Reading the per-ASIN performance panel
Trends, Grid, and Compare modes — three views over the same imported data, each answering a different question.
The per-ASIN performance panel has three view modes. They share exactly the same underlying data — the asin_performance_snapshots rows you've imported — but they answer different questions. The right mode depends on what you're trying to figure out.
Trends mode
Question: What changed for this ASIN over time?
Trends mode shows time-series charts. Each chart plots one KPI across your import history for the selected scope.
When "All ASINs" is selected, the charts show a rollup across your entire catalog. The rollup is not a naive average — it's a weighted aggregate computed by aggregateAsinSnapshotsByPeriod:
- Totals (revenue, units, sessions, ad spend) are summed directly.
- CVR is weighted by session count: total units divided by total sessions across all ASINs. This matters: if one ASIN has 10,000 sessions at a 12% CVR and another has 100 sessions at a 25% CVR, the all-ASIN CVR is closer to 12.1%, not the naive average of 18.5%.
- Buy Box is weighted by session count: the sum of (buy_box_pct × sessions) divided by total sessions.
This weighted approach ensures that high-traffic ASINs drive the aggregate signal, which is where your catalog's actual performance lives.
When you select a single ASIN, Trends mode drills into that ASIN's individual snapshots. Use this after spotting an anomaly in the rollup — drill in to confirm which ASIN caused it.
Grid mode
Question: Which ASINs are moving in opposite directions?

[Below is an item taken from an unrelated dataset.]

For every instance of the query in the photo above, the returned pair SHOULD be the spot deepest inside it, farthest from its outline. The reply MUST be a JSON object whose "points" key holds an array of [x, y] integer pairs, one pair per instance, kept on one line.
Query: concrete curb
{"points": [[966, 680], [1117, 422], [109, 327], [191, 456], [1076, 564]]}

Grid mode renders one overlaid multi-line chart. Each ASIN gets its own line, all plotted on the same time axis and the same KPI scale. The legend below the chart is interactive:
- Click a legend entry to toggle that ASIN's line on or off.

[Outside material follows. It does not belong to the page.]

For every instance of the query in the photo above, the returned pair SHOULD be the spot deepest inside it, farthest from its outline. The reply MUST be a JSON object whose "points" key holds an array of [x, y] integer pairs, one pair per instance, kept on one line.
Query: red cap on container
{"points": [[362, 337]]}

- Click again to drill into that ASIN's Trends view.
- Hover a legend entry to highlight that ASIN's line (others fade).
Grid mode excels at divergence detection. If six ASINs have flat CVR and one is declining, Grid makes it visually obvious in a way that individual Trends charts don't. It also reveals seasonal co-movement: if all your ASINs dip in the same week, the cause is external (search demand, competition, pricing event) rather than listing-specific.
Compare mode
Question: Who's my top performer for a specific period?
Compare mode renders a sortable table where each row is one ASIN and each column is a KPI. You choose the period to compare (one of your imported periods), and the table populates with that period's values.
Click any column header to sort. Click any row to drill into that ASIN's Trends view.
Compare mode is most useful for monthly reviews: load your most recent monthly import, sort by revenue descending, and you have an immediate catalog ranking. Sort by CVR ascending to find underperformers. Sort by TACoS descending to find ad-dependent ASINs that need listing work before you can scale spend.
Why weighted averages matter
The distinction between weighted and naive averages becomes material as your catalog grows and ASINs diverge in traffic.
Consider two ASINs: one drives 1,000 sessions per week and converts at 10%; the other drives 100 sessions and converts at 20%. A naive average CVR is 15%. The weighted CVR (1,100 sessions total, 120 units) is 10.9% — a very different number that reflects where your actual volume lives.
RankASIN always uses weighted aggregates for rate-type metrics (CVR, Buy Box) and direct sums for volume metrics (revenue, units, sessions). This ensures the "All ASINs" rollup accurately represents total catalog performance rather than an equal-weight blend of unequal-traffic products.
For the trend math behind each individual KPI delta — including how percentage-point vs. relative changes are handled — see Which KPIs matter.